Having served in the military, this particular passage strikes a cord. At times, when sorting out personnel for different tasks, the military tries to be scientific. Carpenter became a scout because he had vacationed in Sicily before the invasion, and I have seen similar cases. When I read this part, I had to laugh, finding myself nodding as it sounded just about right.

Atkinson was a reporter for the Washington Post. I am guessing that’s where he learned his trade of providing details such as the above, anecdotes that bring this particular part of history very much alive.

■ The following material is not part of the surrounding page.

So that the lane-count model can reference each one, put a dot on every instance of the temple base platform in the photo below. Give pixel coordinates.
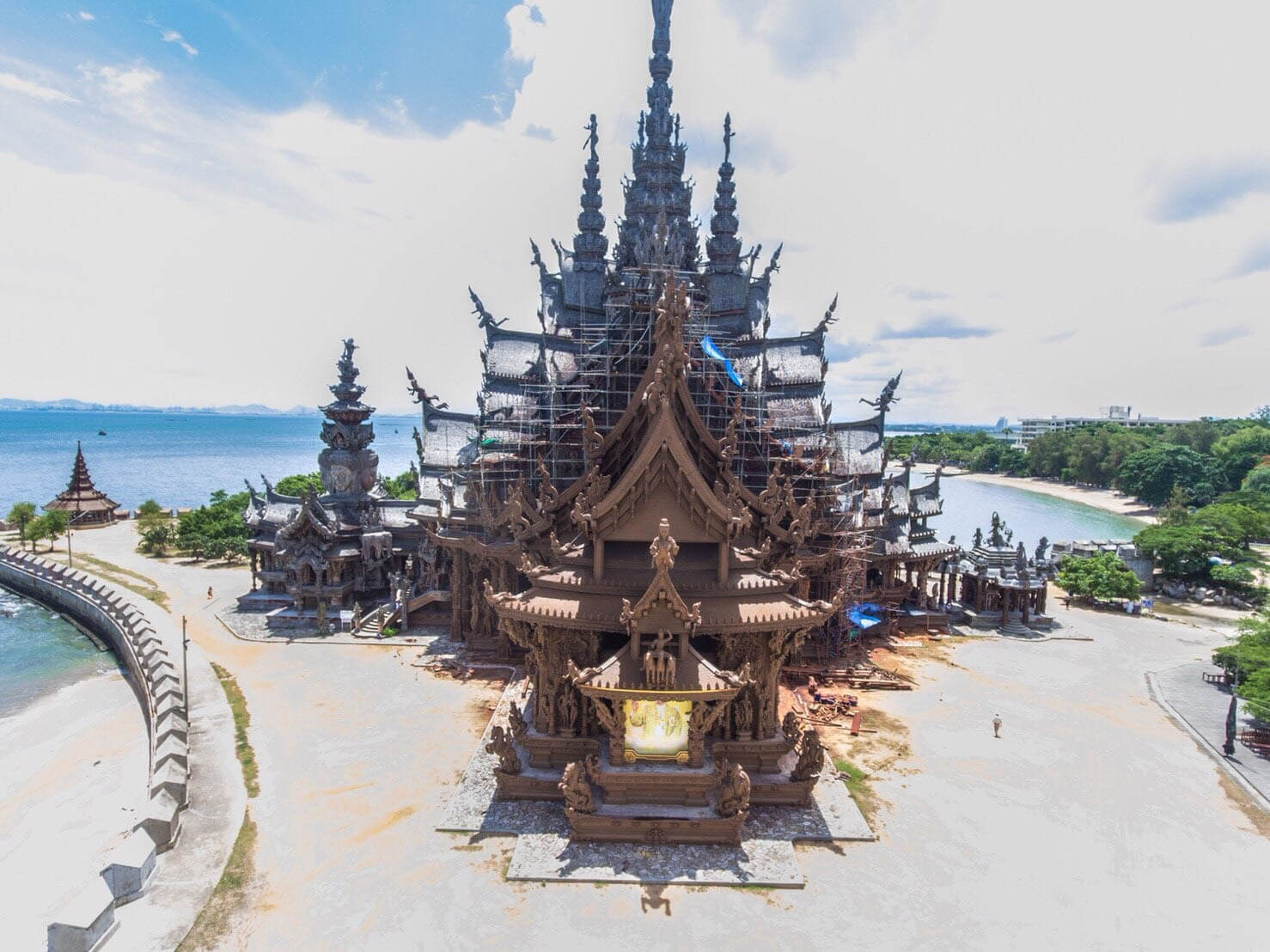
(669, 826)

There is also an account where a German pilot of a bomber targets a medical compound outside Nettuno. After being shot down, he is treated at the same hospital he tried to destroy.

When describing how the Germans tried to annihilate a beachhead at Anzio by constant artillery bombardments, the carnage is described like this: “Much discussion was devoted to the fabled ‘million-dollar wound,’ which would excuse a soldier from further combat.

“The diggers tried to stay fifty holes ahead of demand, but keeping pace could be difficult when shells disinterred the dead, who required reburying.”

This is the second installment of “The Liberation Trilogy,” and while many military historians see the battles on the Eastern and European front as the main theater where the fate of the world was decided, anyone reading this book comes away with a question mark on that particular notion, thanks to Atkinson.

The Allies suffered about 310,000 casualties in the Italy campaign alone with even greater numbers on the German side.

The Day of Battle will tell readers the why and how.